Todos os dias, na sua baia apertada de trabalho, recebia pastas e gritos. Nada era bom o suficiente, nada prestava e ele precisava sempre refazer. As orientações de retrabalho viam com berros e tapas no tampo da mesa.
Algumas vezes o senhor Montenegro se dava ao trabalho de ir até onde ele estava só para ter o prazer de lhe jogar uma pasta em sua cara e ver seus óculos sem aro voarem longe.
Seu Aparecido tinha certeza que mais do que raiva por um trabalho aparentemente mal feito, o Sr. Montenegro sentia verdadeira excitação em maltratar aqueles que o rodeavam.
Diariamente Seu Aparecido voltava pra casa tentando se convencer que as coisas tinham que ser daquele jeito mesmo; que o Sr. Montenegro o estava ajudando a ser um profissional melhor nas necessidades da empresa dele.
Um dia, voltando pra casa, ele se lembrou de uma música e se agarrou a ela como um mantra que o salvaria de sua insignificância, era “Don't Stop Believin'” da banda americana Journey.

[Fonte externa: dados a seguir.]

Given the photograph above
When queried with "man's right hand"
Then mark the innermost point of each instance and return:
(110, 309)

Mas os gritos e as pastas voando estavam ficando cada vez piores. Certo dia, quando o patrão lhe chamou para mais uma humilhação pública de sua já afamada incompetência, ele fechou os olhos e se imaginou pegando as inúmeras bugigangas da mesa do Sr. Montenegro e lhe acertando a cara, como ele havia feito tantas vezes com as pastas que lhe arremessava.
Suspirou e foi mais uma vez ser enxovalhado pela estupidez de seu patrão.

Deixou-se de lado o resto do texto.